もちろん、彼女たちの恋愛対象は未婚者だけではなく、離婚や死別を経験した独身者もいます。が、仮に、恋人の有無にかかわらず20〜30代の離別・死別男性を全員合計しても24万人にすぎず、50万人の男女差を補えるほど多くありません。理屈上、女性が10代の男性または60代以上の男性とお付き合いしていることも考えられますが、それにしても無理があります。つまり、どう考えても数が合わないのです。

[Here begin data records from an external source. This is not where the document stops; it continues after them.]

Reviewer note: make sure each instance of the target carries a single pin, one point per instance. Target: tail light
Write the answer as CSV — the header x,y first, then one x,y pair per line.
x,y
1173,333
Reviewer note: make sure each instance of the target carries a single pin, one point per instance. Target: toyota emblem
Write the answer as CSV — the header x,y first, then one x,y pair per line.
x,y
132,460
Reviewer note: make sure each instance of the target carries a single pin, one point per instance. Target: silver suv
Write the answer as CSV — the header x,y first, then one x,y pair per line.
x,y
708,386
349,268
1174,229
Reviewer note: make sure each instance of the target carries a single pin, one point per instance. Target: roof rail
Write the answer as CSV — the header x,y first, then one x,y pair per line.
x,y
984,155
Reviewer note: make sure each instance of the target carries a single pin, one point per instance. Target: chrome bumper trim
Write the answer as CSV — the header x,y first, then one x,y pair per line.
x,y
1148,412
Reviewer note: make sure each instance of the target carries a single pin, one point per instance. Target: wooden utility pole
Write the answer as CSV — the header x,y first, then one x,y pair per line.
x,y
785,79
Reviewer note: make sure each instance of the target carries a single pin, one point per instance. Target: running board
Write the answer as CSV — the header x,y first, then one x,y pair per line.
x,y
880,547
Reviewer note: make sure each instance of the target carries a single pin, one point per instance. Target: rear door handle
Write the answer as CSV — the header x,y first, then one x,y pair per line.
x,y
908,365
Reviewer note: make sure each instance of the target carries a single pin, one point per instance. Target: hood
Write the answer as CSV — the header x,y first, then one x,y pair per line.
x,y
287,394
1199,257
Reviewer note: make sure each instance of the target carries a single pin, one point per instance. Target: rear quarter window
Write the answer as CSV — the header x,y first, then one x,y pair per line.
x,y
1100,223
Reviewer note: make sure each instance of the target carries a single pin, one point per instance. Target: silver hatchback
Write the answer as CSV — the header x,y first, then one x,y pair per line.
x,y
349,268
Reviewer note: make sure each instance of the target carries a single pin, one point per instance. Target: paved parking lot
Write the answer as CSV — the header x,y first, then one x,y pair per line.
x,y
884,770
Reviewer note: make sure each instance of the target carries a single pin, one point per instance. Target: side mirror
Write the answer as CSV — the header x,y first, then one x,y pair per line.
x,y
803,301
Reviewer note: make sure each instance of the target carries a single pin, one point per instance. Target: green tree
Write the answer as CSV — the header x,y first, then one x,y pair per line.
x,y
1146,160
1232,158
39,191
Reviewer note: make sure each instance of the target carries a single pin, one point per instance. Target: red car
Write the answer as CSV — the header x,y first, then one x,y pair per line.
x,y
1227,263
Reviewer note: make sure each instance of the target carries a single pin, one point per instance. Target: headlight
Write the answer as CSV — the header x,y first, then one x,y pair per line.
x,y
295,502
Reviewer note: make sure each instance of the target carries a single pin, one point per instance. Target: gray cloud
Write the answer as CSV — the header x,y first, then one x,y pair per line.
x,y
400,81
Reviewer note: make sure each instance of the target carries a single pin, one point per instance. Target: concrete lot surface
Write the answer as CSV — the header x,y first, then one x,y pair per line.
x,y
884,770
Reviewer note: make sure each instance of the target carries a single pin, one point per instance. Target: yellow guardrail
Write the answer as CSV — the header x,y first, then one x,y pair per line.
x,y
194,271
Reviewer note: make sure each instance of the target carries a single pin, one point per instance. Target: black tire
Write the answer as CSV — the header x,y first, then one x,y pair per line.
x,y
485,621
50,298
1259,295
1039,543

結論から言えば、これは、恋人ありの未婚男性が複数の未婚女性と付き合っているか、または、未婚女性が付き合っている相手が既婚男性であるということになります。もう1つ、男性側には恋人である意識はないが、女性側だけが恋人同士だと思い込んでいる可能性もありますが、今回は複雑になるので省略します。要するに、この男女差は男性の二股、三股および既婚男性の浮気疑惑ということになります。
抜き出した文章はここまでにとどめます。